Steps to Establish a Quality Culture
As a regulatory consultant, I have worked with many start-up companies. Each one of them had a great idea, and a passion for delivering diagnostic products that can make a positive impact on public health. Many delay the implementation of a Quality Management System (QMS) until they have sufficient funding and capability. However, over time I see organisations naturally build processes and workflows to define how the business operates, using a mix of spreadsheets, project trackers and online storage solutions. What many don’t realise is that establishing a quality culture is just good business sense. While this is a major step forwards, a good understanding of the industry best practises (using international standards like ISO 9001 and 13485) takes away some of the hard lessons of building robust processes early in the development process.
Tips for establishing a Quality Culture
1. Leadership Commitment
Quality starts at the top. Leaders must model quality behaviours, communicate its importance, and allocate resources to support it. This includes integrating quality goals into strategic planning and management reviews focusing on the performance of the systems used to drive operational goals.

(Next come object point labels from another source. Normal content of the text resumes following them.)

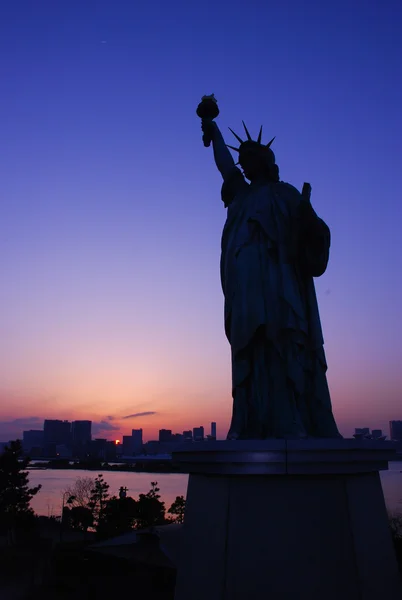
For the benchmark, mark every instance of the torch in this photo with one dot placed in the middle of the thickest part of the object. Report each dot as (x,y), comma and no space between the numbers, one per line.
(207,110)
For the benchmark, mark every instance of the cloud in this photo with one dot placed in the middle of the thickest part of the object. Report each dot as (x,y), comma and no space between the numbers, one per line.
(13,428)
(101,426)
(144,414)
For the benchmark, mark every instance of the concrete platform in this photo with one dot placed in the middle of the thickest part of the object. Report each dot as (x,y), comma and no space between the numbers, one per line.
(286,519)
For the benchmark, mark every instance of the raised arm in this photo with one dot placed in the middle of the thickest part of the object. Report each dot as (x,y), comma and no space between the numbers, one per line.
(223,159)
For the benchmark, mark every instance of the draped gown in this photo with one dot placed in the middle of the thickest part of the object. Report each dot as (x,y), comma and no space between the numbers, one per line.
(270,254)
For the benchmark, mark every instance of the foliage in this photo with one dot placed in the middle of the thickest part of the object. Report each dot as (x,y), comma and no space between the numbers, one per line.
(150,509)
(119,517)
(80,518)
(177,509)
(93,507)
(98,500)
(80,491)
(15,493)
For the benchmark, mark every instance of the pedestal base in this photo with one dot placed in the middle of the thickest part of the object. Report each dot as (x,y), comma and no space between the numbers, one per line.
(286,520)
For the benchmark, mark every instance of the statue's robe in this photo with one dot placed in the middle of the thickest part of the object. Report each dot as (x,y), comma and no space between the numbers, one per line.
(270,254)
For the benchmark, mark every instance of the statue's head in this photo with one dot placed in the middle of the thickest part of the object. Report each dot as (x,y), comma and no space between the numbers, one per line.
(256,159)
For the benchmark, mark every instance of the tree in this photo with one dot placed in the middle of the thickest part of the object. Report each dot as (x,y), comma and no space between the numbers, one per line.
(80,518)
(150,509)
(177,509)
(15,493)
(98,500)
(81,491)
(119,516)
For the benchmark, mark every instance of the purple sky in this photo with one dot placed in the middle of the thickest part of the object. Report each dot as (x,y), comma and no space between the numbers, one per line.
(111,214)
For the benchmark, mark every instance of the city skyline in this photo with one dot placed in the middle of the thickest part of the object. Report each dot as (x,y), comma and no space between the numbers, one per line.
(386,429)
(111,306)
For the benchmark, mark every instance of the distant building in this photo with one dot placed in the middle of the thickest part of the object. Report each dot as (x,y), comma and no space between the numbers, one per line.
(32,442)
(198,434)
(127,445)
(137,442)
(165,435)
(56,433)
(376,433)
(395,431)
(98,448)
(81,433)
(213,430)
(362,431)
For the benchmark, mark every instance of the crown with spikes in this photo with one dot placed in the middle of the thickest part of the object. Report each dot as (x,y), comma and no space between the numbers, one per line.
(249,139)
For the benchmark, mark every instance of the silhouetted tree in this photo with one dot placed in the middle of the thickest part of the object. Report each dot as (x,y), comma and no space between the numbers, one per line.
(81,491)
(80,518)
(119,516)
(15,493)
(150,509)
(98,500)
(177,509)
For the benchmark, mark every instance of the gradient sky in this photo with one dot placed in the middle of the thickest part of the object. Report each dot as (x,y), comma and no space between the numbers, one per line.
(110,301)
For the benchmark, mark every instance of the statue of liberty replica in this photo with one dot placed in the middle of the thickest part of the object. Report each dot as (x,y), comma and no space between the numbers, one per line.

2. Define What Quality Means
Quality can be subjective, so define clear, measurable objectives that align with customer expectations and business goals. Make these objectives visible and accessible across the organisation.
3. Empower Employees
Give teams the tools, training, and authority to make quality decisions. Encourage proactive problem-solving and reward initiative. When employees feel trusted, they take ownership. Understand that many operational (and cost saving) improvements come from the shop floor as employees will naturally find more efficient ways of working. Encourage this but do so in a procedural approach considering risks and benefits to each possible improvement.
4. Integrate Quality into Daily Work
Quality shouldn’t be an afterthought. Embed it into processes, systems, and decision-making. Use checklists, audits, and feedback loops to reinforce standards without creating bureaucracy.

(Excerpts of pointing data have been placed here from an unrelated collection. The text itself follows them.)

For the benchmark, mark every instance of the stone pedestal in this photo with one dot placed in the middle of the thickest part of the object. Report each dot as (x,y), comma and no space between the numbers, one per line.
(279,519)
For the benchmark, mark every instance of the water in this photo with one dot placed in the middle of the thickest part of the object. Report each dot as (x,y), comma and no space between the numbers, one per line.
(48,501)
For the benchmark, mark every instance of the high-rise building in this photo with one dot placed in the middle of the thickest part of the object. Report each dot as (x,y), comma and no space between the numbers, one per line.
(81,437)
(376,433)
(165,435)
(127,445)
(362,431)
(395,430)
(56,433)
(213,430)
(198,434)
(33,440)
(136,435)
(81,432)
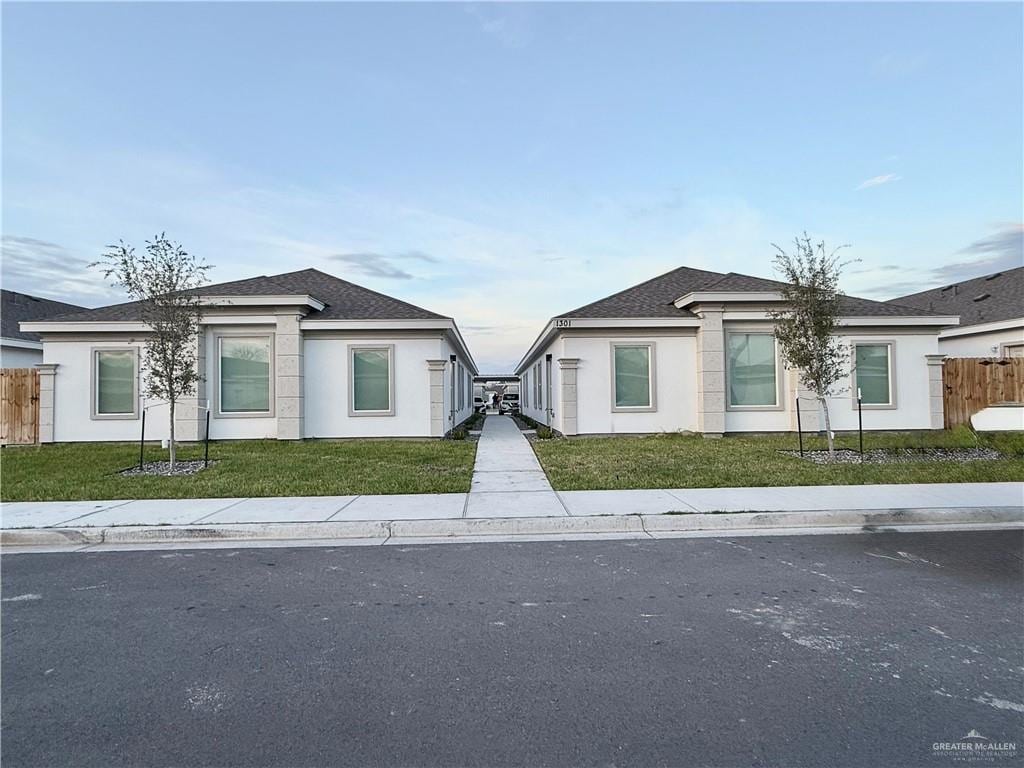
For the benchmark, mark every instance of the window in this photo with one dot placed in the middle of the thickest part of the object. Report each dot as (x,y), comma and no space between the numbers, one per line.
(1013,350)
(633,377)
(245,374)
(115,379)
(872,375)
(372,381)
(752,370)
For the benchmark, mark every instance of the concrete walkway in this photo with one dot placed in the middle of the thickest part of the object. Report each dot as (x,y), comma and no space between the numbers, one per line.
(482,505)
(508,481)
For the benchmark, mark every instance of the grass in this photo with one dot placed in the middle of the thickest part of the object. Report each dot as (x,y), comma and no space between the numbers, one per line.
(683,461)
(244,468)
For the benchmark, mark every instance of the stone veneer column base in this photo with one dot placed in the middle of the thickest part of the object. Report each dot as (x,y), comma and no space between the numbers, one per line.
(936,403)
(436,369)
(47,382)
(568,367)
(289,384)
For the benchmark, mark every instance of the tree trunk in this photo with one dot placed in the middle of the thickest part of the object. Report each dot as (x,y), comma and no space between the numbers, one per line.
(171,442)
(832,442)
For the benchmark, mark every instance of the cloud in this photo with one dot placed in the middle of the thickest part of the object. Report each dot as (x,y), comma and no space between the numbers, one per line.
(998,252)
(509,26)
(43,268)
(380,265)
(878,180)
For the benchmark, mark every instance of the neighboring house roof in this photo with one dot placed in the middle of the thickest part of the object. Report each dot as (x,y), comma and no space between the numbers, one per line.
(15,307)
(654,297)
(343,300)
(990,298)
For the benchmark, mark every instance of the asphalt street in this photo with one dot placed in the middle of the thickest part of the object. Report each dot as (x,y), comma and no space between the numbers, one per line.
(811,650)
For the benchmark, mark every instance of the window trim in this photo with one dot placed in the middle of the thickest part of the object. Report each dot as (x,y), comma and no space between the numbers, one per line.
(1006,346)
(94,414)
(651,377)
(779,403)
(352,348)
(891,344)
(220,413)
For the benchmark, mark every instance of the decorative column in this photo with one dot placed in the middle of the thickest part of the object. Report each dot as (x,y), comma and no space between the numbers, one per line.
(936,406)
(288,392)
(189,413)
(810,409)
(568,367)
(436,371)
(47,380)
(711,373)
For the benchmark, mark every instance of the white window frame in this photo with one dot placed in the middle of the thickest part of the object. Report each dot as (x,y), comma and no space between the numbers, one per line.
(94,385)
(218,412)
(778,404)
(352,348)
(651,378)
(891,345)
(1006,346)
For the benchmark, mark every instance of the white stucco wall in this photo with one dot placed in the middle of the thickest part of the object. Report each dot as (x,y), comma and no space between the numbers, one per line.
(909,381)
(675,359)
(676,375)
(325,388)
(538,409)
(11,356)
(73,391)
(981,345)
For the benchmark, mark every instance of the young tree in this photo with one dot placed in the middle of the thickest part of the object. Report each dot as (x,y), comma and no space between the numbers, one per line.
(805,326)
(163,279)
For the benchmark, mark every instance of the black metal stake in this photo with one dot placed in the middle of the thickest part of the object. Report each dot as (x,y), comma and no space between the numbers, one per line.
(860,426)
(800,429)
(141,443)
(206,449)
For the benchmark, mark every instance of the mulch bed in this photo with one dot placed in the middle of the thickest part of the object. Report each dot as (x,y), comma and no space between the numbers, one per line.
(164,469)
(899,456)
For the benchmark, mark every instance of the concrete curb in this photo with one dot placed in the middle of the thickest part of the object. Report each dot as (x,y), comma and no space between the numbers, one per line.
(477,528)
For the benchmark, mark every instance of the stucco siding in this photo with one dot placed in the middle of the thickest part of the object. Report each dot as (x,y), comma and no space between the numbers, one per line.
(675,359)
(11,356)
(328,387)
(981,345)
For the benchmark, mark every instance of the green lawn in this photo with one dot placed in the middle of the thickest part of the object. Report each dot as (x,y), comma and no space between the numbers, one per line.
(243,468)
(679,461)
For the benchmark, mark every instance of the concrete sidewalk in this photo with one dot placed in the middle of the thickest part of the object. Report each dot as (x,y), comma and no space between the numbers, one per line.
(509,505)
(507,476)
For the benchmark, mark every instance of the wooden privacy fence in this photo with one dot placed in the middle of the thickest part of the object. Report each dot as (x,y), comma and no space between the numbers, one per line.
(18,406)
(970,384)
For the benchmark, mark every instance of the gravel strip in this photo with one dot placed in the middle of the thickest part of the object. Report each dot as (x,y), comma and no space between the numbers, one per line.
(899,456)
(164,468)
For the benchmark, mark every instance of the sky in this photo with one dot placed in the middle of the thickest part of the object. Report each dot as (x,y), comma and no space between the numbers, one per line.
(505,163)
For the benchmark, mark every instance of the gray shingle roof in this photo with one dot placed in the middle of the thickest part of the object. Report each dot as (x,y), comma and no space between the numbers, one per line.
(344,300)
(987,299)
(654,297)
(15,307)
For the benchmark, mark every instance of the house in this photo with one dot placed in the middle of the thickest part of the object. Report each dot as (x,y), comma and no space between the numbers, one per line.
(991,312)
(287,356)
(20,348)
(694,350)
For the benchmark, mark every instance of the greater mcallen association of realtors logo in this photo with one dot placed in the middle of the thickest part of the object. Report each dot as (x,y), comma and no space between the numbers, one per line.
(975,748)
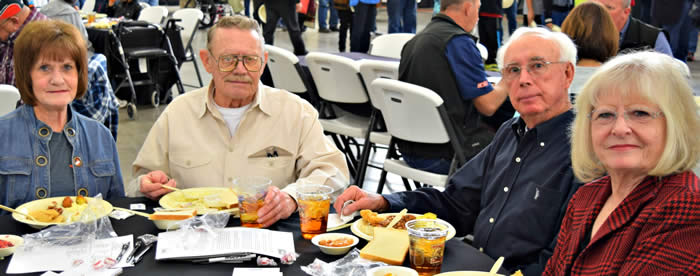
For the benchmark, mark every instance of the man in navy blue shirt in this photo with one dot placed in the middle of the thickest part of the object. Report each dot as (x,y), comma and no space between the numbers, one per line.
(443,58)
(513,194)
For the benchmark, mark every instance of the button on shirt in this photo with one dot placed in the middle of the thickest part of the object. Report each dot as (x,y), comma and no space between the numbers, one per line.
(511,196)
(279,137)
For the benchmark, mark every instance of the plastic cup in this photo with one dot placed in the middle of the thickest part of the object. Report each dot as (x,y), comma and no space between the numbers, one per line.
(91,17)
(314,204)
(251,191)
(427,245)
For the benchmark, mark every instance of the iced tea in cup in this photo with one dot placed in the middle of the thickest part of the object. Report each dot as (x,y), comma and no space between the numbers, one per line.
(427,244)
(314,203)
(91,17)
(251,191)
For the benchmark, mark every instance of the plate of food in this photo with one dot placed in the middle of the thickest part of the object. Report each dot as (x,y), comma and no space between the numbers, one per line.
(62,210)
(364,228)
(204,200)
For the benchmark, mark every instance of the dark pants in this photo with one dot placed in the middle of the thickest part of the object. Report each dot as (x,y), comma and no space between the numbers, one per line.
(362,22)
(345,25)
(488,35)
(286,9)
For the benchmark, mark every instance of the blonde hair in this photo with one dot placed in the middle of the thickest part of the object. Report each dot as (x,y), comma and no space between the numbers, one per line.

5. Promote Transparency and Learning
Mistakes are inevitable. What matters is how you respond. Foster a blame-free environment where issues are openly discussed and used as learning opportunities. Celebrate improvements and share success stories.
6. Measure and Monitor
Use KPIs to track quality performance. Regularly review metrics like defect rates, customer complaints, and process efficiency. Use data to drive decisions and continuous improvement. Understanding trends in your operational processes can identify failures before they become critical.

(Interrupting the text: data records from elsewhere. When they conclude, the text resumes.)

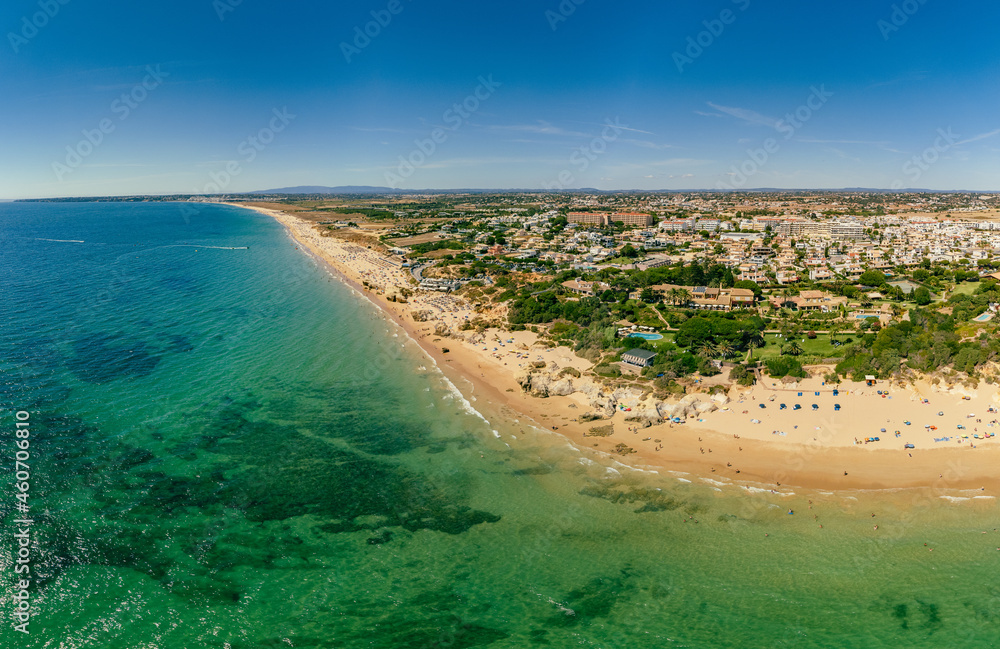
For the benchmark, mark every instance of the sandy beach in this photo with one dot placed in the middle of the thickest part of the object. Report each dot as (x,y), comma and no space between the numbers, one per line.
(737,442)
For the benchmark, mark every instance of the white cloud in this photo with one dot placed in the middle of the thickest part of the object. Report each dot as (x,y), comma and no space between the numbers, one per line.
(981,136)
(745,114)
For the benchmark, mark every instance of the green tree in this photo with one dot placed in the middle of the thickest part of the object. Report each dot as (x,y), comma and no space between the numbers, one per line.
(872,278)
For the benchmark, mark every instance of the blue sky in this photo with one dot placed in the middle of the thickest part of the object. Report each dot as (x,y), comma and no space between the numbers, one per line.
(253,94)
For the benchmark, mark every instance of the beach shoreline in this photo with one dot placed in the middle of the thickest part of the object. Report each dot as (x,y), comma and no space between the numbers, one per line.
(721,445)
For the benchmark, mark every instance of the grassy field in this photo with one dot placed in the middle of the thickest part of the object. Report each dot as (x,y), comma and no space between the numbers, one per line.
(820,347)
(966,288)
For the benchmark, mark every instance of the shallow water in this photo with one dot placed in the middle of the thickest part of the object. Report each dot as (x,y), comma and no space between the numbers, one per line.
(230,448)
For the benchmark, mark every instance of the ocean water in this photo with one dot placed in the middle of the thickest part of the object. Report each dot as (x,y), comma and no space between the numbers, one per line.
(230,448)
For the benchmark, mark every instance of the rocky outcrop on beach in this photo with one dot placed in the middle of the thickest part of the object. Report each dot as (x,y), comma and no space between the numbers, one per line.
(542,385)
(645,409)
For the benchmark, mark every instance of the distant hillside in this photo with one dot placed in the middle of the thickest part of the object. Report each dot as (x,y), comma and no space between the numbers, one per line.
(319,189)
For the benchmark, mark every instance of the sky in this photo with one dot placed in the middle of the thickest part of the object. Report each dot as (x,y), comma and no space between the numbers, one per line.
(115,97)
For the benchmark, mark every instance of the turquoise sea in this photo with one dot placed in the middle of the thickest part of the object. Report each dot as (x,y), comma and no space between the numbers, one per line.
(230,448)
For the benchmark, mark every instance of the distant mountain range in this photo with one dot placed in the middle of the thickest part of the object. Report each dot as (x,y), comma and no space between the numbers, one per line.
(320,189)
(366,189)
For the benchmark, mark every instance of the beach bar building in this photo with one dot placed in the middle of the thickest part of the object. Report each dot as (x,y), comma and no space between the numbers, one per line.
(638,357)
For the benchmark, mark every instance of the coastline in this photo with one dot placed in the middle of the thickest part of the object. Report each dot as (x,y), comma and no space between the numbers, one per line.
(757,458)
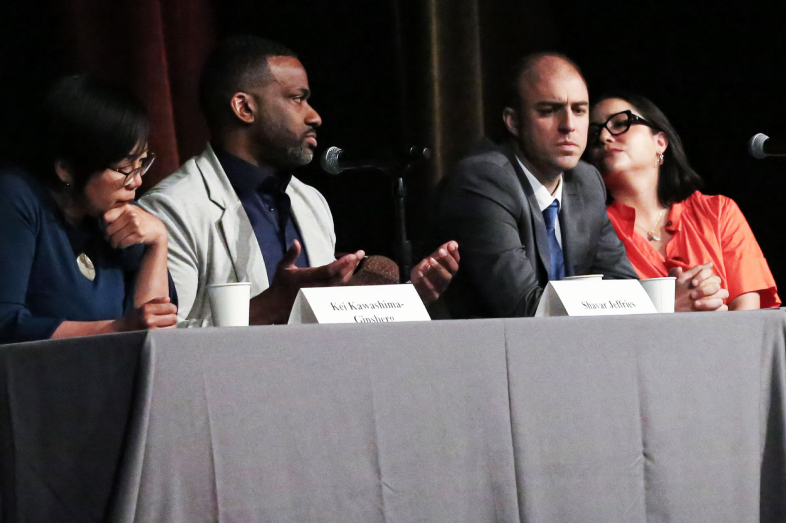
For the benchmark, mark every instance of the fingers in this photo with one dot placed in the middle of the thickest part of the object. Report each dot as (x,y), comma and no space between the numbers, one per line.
(158,313)
(690,274)
(340,271)
(701,276)
(709,304)
(446,257)
(453,249)
(130,225)
(426,289)
(706,287)
(291,256)
(713,302)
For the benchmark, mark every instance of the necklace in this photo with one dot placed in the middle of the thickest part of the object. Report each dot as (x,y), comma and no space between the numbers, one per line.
(651,236)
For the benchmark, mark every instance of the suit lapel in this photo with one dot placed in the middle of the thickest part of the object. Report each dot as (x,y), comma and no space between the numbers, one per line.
(538,224)
(309,228)
(568,222)
(234,225)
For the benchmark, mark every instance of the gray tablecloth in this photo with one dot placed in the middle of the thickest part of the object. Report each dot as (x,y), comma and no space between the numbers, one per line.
(640,418)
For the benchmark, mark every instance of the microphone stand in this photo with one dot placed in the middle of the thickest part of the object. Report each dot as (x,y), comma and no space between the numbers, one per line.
(403,246)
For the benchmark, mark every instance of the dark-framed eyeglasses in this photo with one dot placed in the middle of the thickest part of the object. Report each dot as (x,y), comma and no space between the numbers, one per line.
(617,124)
(144,165)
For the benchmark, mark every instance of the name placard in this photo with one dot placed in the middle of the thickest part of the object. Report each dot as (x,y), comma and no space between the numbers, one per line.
(358,304)
(594,298)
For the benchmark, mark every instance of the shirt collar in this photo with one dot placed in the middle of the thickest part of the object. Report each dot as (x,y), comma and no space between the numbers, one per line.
(542,195)
(246,177)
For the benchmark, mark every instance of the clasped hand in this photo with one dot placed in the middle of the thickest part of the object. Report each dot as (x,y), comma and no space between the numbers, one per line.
(129,225)
(698,289)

7. Celebrate Quality Champions
Recognise individuals and teams who exemplify quality. Whether through awards, shout-outs, or career advancement, celebrating success reinforces desired behaviours.
What about Regulatory?
It is absolutely right to focus on a quality culture, getting this right will make significant and lasting improvements to your business. However, don’t forget the regulatory requirements that you will need to meet to actually put your wonderful product on the market. So often, regulatory is considered as you see the regulatory finish line, be-it CE marking of FDA clearance. However, the earlier you understand the essential principles you need to meet for safety and performance the better. Building a regulatory strategy early will mitigate against additional delays and costs of regulatory submissions and approvals.
Final Thoughts
Quality Management Systems are so often considered dirty, commercial blocking barriers, when built effectively they can add enormous value. Think of a QMS like an apple tree, it needs care and frequent watering for it to develop, grow strong and eventually produce fruit.